I wouldn't say the NRA shooters were completely right but close.Modern lubes do cut down on the work required to clean,but they don't negate it.They were correct about the first shot after a cleaning being different,that's how it became known as a fouling shot.No matter what,there is residue left behind after patching the bore dry to shoot so that first shot burns it off.After that you're shooting to the potential of the barrel,and successive shots slowly dirty the bore causing accuracy to slowly diminish.The bore's material,finish,dimentions and ammo's material and dimentions all factor in if the bore gets trashed fast or not.I still believe in breaking in a new bore,but I don't obsess about it since I don't have a $400 barrel to shoot benchrest matches.If I do break in a barrel that doesn't instruct you how to,I shoot a few rounds of jacketed and swab it out,repeat a few times and then run 10 and clean.When a box of 50 is gone I just let it rip.If I intend on shooting lead I run 100 or so first to hopefully burnish down any flaws.

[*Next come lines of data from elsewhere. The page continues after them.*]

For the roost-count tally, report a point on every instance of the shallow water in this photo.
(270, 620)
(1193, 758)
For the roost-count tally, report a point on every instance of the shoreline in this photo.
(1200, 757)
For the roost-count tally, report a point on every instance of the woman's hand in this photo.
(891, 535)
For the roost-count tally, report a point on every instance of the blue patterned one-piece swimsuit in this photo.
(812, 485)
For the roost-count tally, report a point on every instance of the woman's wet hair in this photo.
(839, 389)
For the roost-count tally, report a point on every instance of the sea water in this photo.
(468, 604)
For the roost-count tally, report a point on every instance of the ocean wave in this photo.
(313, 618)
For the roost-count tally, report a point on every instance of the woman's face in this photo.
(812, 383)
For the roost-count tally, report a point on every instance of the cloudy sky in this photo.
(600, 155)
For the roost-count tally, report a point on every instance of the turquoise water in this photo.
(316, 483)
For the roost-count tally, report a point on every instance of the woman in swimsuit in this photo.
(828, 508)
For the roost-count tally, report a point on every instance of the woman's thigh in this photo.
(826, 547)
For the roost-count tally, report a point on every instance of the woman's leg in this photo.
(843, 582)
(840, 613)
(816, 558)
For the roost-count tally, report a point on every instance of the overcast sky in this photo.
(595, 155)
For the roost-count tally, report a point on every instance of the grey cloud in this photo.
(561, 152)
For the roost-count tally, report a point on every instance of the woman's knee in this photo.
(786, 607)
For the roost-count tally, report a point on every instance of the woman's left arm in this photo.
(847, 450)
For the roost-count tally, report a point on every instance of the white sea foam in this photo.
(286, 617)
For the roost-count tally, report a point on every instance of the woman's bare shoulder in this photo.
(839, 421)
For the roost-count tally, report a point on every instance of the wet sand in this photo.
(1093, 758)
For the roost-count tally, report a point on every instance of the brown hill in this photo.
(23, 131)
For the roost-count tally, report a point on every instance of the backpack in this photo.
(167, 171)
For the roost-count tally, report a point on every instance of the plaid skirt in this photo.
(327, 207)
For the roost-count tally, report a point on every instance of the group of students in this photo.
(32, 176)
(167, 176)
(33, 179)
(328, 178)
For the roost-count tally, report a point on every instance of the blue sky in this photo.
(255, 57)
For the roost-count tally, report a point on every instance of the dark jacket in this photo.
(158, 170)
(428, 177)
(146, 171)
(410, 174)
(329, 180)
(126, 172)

A good bore and properly fit bullet won't foul out fast,but things aren't always ideal.Some of these shooting schools have you go 1K rounds without being able to clean it,that is what it should be able to handle easily for a combat weapon.


----------



## Steve M1911A1 (Feb 6, 2008)

I always used lead bullets, even in competition, so I did have to "get the lead out" every once in a while.
But my pistols were cleaned only just before actually participating in the match itself.
All my practice, thousands of rounds, was fired from an uncleaned gun.

I used six grains of 231, behind either a 230-grain RN, or a 200-grain SWC. (In practice, it's good to be able to see where your first shot went.)
Using bullets produced from Hensley & Gibbs molds, both shapes worked perfectly at the same RN-seater setting. No readjustment was necessary.

Six grains of 231 is a pretty strong load, and dirty, but it always worked, was sufficiently accurate, and it always moved the pendulum far enough to make "major caliber."


----------